As we grow older, our muscles gradually weaken. Recently, researchers discovered that the hepatocyte growth factor (HGF), a crucial protein for skeletal muscle development, loses its effectiveness due to nitration as we age. The same research team has now created a monoclonal antibody that prevents the nitration of HGF, thus safeguarding its function from age-related decline. This breakthrough was confirmed using muscle cell cultures from rats.
Aging is a universal experience. Even though life expectancy has significantly risen in recent times, we continue to face various health challenges as we grow older. A notable issue is the reduction of muscle mass and function, which can lead to weakness and atrophy. This is especially concerning in aging societies like Japan, where increased longevity can drastically affect quality of life without adequate muscle strength.
Researchers from Kyushu University have made strides toward targeted therapies for age-related muscle atrophy by developing a new antibody that targets the dysfunction of the hepatocyte growth factor (HGF). This protein is vital for muscle growth, repair, and regeneration. Their research has been published in the journal Aging Cell.
Muscle development and repair are supported by a special group of stem cells known as satellite cells. When we exercise or sustain an injury, these satellite cells are activated to create new muscle fibers. A key driver in this process is the HGF.

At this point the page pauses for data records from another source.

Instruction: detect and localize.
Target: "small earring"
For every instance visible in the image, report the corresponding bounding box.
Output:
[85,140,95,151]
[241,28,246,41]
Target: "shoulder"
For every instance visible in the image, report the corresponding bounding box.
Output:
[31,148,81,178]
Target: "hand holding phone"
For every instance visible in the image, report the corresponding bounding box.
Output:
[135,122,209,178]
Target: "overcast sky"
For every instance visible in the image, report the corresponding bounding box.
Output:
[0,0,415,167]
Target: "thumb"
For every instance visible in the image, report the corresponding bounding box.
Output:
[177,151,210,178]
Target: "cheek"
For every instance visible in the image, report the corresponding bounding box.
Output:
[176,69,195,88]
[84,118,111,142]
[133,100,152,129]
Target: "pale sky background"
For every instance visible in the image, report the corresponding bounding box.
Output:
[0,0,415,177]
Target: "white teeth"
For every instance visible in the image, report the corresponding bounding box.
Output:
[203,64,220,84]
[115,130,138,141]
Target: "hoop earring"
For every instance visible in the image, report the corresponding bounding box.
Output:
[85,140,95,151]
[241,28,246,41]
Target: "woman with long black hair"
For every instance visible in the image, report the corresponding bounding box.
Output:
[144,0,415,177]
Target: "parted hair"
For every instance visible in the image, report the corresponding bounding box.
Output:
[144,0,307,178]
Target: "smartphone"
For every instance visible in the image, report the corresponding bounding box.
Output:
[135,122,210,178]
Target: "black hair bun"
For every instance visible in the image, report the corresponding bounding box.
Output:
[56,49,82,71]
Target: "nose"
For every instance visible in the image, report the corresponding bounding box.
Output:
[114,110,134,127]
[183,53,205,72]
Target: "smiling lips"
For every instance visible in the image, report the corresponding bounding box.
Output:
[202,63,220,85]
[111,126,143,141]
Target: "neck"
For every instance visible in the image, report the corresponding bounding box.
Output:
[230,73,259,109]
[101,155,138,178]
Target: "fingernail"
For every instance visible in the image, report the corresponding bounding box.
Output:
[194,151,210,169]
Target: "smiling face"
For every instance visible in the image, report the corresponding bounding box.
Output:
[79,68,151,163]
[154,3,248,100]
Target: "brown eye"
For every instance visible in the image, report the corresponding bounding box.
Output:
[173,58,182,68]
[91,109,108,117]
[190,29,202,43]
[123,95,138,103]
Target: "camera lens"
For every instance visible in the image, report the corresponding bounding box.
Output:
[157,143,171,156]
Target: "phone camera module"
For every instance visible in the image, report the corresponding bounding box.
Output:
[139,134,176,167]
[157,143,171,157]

Professor Ryuichi Tatsumi from the Faculty of Agriculture, who led the study, stated, “Earlier in the year, we discovered that HGF undergoes nitration, which occurs when nitrogen dioxide attaches to the amino acid tyrosine in the protein. This is a common biological modification, but we found that nitration causes HGF to lose its functionality, and this effect intensifies with age.”
Motivated by this discovery, Tatsumi and his team aimed to stop the nitration of HGF. They developed antibodies designed to bind to the protein and prevent nitration from happening.
“Specifically, nitration occurs at the 198th and 250th tyrosine amino acids in HGF. We used rat cell cultures to create and test various antibodies that could specifically target these sites and inhibit nitration,” Tatsumi explained. “After extensive testing, we identified two promising antibodies: 1H41C10 and 1H42F4N. The antibody 1H42F4N effectively blocked the nitration at the 198th tyrosine, while 1H41C10 inhibited nitration at both sites.”
Further testing showed that these new antibodies did not interfere with the activity of HGF itself, indicating that it could still stimulate satellite cells.
The team is enthusiastic about their findings and the significant prospects for new treatments aimed at age-related muscle atrophy and other health issues tied to impaired muscle regeneration.
“Certainly, more research is required before we can apply this in humans, but we are optimistic about the potential we’ve uncovered,” Tatsumi concluded. “HGF has numerous critical roles across various tissues and organs in the body. With continued research, we may discover other therapeutic uses of HGF in different medical conditions.”